Infantry Lawyer


By MSgt. Bob Haskell, National Guard Bureau

There are all kinds of lawyers. Defense lawyers. Corporate lawyers. Real estate lawyers. Divorce lawyers. Jailhouse lawyers. For the next few months, Paul Hourihan of Washington, D.C., will be an infantry lawyer -- in a manner of speaking.

At 30, Hourihan is a junior attorney among the 150 lawyers who form the marquee firm Williams & Connolly in the nation's capital and who represent President and Hillary Rodham Clinton.

He is also a machine-gunner, an enlisted man, in a 147-man Virginia Army National Guard infantry company that this winter is guarding a bridge vital for military traffic over the Sava River that links Bosnia and Croatia.

Talk about contrasting lifestyles. Paul Hourihan last Labor Day left the world of federal litigation for nine months of straight-legged soldiering with a rifle platoon in Charlie Company of the 3rd Battalion, 116th Infantry. His pay as a specialist, the equivalent of a corporal, will be about 25 percent of his salary as an attorney, he estimated.

That makes Hourihan the kind of citizen-soldier who reinforces the National Guard's right to brag about the quality of its people who stand ready to serve this nation.

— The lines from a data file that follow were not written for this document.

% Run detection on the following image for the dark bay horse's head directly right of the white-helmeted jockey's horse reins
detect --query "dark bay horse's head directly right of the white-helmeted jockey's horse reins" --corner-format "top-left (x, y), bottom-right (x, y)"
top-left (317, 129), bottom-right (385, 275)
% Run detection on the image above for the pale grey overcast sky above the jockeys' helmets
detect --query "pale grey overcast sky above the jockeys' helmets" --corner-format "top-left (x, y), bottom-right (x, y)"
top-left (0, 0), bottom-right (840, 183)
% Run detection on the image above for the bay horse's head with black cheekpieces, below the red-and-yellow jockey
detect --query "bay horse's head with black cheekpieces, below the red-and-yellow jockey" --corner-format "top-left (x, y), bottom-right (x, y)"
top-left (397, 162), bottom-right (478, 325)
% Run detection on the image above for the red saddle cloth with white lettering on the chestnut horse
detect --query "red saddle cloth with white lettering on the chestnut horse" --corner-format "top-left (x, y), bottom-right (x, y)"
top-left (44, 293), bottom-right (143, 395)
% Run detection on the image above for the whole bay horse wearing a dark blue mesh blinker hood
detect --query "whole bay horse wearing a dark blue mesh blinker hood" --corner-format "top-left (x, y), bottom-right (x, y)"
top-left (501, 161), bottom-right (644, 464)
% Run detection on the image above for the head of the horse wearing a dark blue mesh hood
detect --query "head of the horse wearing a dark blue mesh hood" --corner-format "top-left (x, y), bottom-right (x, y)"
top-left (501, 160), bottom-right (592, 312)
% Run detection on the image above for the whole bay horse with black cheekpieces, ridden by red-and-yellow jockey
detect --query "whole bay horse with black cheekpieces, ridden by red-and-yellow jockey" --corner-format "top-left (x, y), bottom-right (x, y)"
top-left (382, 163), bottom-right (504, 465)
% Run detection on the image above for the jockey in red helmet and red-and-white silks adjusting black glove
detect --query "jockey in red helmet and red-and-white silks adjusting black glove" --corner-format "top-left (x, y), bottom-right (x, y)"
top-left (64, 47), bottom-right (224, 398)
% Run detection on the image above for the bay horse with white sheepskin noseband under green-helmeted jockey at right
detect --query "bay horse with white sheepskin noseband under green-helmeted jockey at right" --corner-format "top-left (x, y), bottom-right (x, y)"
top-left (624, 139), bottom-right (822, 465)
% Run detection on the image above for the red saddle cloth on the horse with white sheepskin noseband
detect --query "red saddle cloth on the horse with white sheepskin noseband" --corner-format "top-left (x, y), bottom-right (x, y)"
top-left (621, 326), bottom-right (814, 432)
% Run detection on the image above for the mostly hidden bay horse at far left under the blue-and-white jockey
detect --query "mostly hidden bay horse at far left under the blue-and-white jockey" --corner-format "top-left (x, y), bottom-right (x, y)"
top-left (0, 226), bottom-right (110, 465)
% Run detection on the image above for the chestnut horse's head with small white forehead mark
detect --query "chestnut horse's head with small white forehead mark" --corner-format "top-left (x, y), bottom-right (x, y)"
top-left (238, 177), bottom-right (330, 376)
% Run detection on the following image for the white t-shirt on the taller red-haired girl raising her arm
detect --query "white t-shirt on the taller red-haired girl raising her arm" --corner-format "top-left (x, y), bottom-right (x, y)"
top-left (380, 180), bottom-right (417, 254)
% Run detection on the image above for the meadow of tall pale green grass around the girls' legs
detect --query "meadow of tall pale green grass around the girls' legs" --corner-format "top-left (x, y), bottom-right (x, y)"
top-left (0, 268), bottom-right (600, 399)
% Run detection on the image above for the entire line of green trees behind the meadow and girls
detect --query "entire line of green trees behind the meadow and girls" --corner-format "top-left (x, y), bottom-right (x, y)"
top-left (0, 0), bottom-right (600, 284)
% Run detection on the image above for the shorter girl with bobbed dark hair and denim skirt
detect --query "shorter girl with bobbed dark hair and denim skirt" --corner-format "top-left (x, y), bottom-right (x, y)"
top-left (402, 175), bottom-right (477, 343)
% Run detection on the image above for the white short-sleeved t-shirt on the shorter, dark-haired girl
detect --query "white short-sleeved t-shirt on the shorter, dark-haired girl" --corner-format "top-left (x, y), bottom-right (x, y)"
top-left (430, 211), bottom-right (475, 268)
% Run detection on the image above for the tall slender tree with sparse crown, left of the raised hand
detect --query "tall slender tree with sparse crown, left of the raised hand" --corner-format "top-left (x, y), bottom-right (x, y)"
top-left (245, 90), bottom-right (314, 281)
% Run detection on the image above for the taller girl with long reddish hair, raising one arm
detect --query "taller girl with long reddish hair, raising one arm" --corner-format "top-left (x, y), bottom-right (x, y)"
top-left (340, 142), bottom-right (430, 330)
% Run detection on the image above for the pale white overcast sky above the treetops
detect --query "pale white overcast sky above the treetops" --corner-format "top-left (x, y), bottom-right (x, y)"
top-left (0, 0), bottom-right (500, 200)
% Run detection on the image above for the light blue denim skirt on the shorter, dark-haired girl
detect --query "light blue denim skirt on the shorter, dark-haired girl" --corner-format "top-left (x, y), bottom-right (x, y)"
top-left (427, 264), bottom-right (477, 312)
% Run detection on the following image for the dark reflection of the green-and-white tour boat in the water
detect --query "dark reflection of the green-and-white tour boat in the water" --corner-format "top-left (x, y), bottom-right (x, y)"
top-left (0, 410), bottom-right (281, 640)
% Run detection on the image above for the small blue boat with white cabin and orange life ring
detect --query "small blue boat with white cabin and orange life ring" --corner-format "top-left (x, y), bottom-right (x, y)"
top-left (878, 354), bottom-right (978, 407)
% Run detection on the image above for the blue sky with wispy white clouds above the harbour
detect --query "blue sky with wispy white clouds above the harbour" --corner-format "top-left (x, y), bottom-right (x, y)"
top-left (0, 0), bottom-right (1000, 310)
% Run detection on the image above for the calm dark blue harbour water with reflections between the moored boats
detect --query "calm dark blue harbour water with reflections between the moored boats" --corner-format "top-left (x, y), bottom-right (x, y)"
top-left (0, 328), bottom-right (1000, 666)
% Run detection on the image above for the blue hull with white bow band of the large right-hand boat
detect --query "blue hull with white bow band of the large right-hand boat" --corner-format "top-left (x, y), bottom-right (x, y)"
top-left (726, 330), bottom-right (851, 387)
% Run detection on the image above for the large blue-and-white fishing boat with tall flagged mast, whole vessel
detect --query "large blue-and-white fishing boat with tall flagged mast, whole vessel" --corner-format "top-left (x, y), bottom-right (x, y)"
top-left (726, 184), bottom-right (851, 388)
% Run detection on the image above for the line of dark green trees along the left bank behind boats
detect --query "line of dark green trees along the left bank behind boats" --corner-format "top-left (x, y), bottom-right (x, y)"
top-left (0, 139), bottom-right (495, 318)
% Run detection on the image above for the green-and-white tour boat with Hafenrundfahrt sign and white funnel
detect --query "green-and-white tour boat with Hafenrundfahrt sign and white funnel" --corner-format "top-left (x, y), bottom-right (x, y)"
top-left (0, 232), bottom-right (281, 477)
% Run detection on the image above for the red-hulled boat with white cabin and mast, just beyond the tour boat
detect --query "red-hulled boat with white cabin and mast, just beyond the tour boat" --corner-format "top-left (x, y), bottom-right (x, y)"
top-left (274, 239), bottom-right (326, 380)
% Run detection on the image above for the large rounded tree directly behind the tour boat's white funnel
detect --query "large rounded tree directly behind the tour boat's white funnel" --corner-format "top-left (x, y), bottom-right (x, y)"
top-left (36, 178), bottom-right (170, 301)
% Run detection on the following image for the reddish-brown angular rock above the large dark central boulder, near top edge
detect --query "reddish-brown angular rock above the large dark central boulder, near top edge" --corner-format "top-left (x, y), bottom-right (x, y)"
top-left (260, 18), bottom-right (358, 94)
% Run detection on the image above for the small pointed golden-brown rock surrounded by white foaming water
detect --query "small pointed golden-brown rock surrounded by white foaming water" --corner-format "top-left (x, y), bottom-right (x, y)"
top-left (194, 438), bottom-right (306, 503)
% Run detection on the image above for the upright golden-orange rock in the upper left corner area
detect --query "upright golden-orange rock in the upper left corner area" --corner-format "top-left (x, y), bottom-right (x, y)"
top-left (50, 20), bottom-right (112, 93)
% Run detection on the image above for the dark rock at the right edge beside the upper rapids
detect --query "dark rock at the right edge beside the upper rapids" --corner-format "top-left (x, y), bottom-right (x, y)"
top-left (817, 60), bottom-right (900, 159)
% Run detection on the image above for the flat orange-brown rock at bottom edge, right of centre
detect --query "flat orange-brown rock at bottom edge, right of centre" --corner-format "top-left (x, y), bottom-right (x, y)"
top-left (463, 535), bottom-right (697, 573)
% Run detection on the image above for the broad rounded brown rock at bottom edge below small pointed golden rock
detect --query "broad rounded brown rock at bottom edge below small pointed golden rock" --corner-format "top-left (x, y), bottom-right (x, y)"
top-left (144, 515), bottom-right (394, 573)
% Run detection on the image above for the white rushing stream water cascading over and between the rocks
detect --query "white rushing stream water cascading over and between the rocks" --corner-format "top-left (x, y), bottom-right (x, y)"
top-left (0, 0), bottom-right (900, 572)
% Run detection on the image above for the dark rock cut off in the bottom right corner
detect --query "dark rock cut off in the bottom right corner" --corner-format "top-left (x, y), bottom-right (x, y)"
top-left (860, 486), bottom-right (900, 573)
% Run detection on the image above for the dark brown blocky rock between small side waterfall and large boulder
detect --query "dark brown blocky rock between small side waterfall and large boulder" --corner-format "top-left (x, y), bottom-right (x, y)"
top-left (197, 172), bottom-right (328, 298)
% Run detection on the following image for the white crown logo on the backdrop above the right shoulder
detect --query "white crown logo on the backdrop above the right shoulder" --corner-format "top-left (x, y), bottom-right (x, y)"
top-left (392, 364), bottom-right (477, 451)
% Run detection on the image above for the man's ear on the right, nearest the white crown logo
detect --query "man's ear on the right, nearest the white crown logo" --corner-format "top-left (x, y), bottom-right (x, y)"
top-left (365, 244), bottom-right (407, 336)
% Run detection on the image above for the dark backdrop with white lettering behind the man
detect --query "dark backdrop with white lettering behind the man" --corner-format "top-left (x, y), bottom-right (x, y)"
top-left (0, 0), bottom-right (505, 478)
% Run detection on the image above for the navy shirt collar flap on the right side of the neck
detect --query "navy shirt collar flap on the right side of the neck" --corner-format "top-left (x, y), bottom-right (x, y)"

"I never believed we would be mobilized for Bosnia. I certainly didn't plan on the ramifications of the salary cut," acknowledged Hourihan who is not married. "But I believe I'm doing an honorable thing. I think it's an important multinational mission. I'm proud to be a part of it."

Charlie company embarked for eastern Europe in late October after training for six weeks at Fort Polk, La. It was the first reserve component infantry company mobilized for overseas duty since Indiana National Guard Rangers were sent to Vietnam in 1968. The men expected to replace an active Army company on the Sava River bridge by Nov. 1.

Why did he join the Guard? Hourihan is one of many men in the company from Leesburg, Va., who can be considered throwbacks to the Civil War when sons of the landed gentry fought and died in Confederate regiments. Charlie Company's enlisted ranks include a mortgage banker, a computer analyst and a State Department engineer.

"I feel strongly about national service. Unless you've got something invested in this country, you don't really appreciate it," explained Hourihan who enlisted in the Virginia Guard in August 1995. He was studying for the Virginia bar after graduating from the University of Virginia Law School.

"I never considered anything other than the infantry. That's what the Army is to me," said the man who grew up near Baltimore, Md. "When I was a little kid playing soldier, I didn't play a judge advocate general officer or a chemical corps officer. I knew I wanted one of the combat arms."

Hourihan is not blowing smoke. He knows he could easily be a part-time military attorney -- perhaps a captain by now -- because of his civilian credentials.

His firm's who's who client list includes the Clintons for the Whitewater land development case; Oliver North during the 1989 Iran-Contra trial; and John Hinckley Jr. who shot President Reagan in 1981 and who was found not guilty because of insanity. The Washington Post and The National Enquirer are other clients.

The Guard is also a welcome change of pace for this serious sort who works 60 or so hours a week four blocks from the White House and who keeps his 6-foot-1 frame in soldierly trim by running through the National Zoo near his home.

"I do law stuff 28 days of the month," he said. "If nothing else, the Guard gets me out of the office for a weekend a month. I also want to have a grounding with a different group of people. It helps keep life in perspective."

Others, however, let him know that they know who and what he is.

"'Where's my LAWYER?'" was the first question one Drill Sgt. Snyder asked his new platoon on the day Hourihan reported for basic training at Fort Benning, Ga. "I didn't hear the end of that for four months," he laughed. "They called me Matlock."

Other Charlie Company soldiers seek him out for some pro bono advice about such legal matters as divorces, bankruptcies, and buying homes.

And while Spc. Hourihan salutes his officers and gives all of his leaders the military respect that is their due, they know with whom they are dealing.

"He's a good soldier, but he does tend to keep you on your toes," acknowledged SFC Phillip Scott, Hourihan's platoon sergeant. "If you approach him about something, you'd best have your ducks in a row."